His first exposure to the Cistercian order came when he visited St. Joseph’s Abbey in Spencer, Mass. He described the abbey as feeling “like home.”

The newly professed monk’s family celebrate his happiness, left to right, his sister-in-law and brother, Sandra and Don Spera, their twin daughters, Samantha and Danielle, and his parents, Joyce and Lou Spera, next to Brother Peter Damian. (Photos courtesy of the Monastery of the Holy Spirit)

Over the next several years, while working, he also explored monastic life, visiting Cistercian monasteries in Vina, California, and Taiwan.
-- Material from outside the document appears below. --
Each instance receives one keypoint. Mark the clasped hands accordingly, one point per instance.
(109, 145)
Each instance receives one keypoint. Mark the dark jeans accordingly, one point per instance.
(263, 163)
He entered the Conyers monastery in the late 1990s, but left for nearly eight years after making temporary vows. During that time, he lived in Atlanta and worked in retail management. Following a conversion experience, he returned to the monastery in 2009 and professed his solemn vows on Jan. 1, 2013, the solemnity of Mary, the Mother of God. The abbot of the monastery, Dom Francis Michael Stiteler celebrated the Mass. Brother Peter Damian’s parents and other family members were there, along with all the monastic community.

Within the monastery, Brother Peter Damian has served in various ways, from cooking to tending to those in the infirmary. He is now managing the Abbey Store, where monastic foods, plants, and religious books and articles are sold.

He took his religious name in honor of an 11th-century church reformer and saint. “When I was searching and looking up information on monastic life, I stumbled across a man named Peter Damian,” he said. “The more I read about him and the more I prayed,” the more he felt a connection to him, he said.

Brother Peter Damian describes St. Peter Damian as a man known for his strict and direct manner, but who “really was a man with a kind heart,” who wanted people to turn their lives over to God.

“He’s been with me all these years,” he said.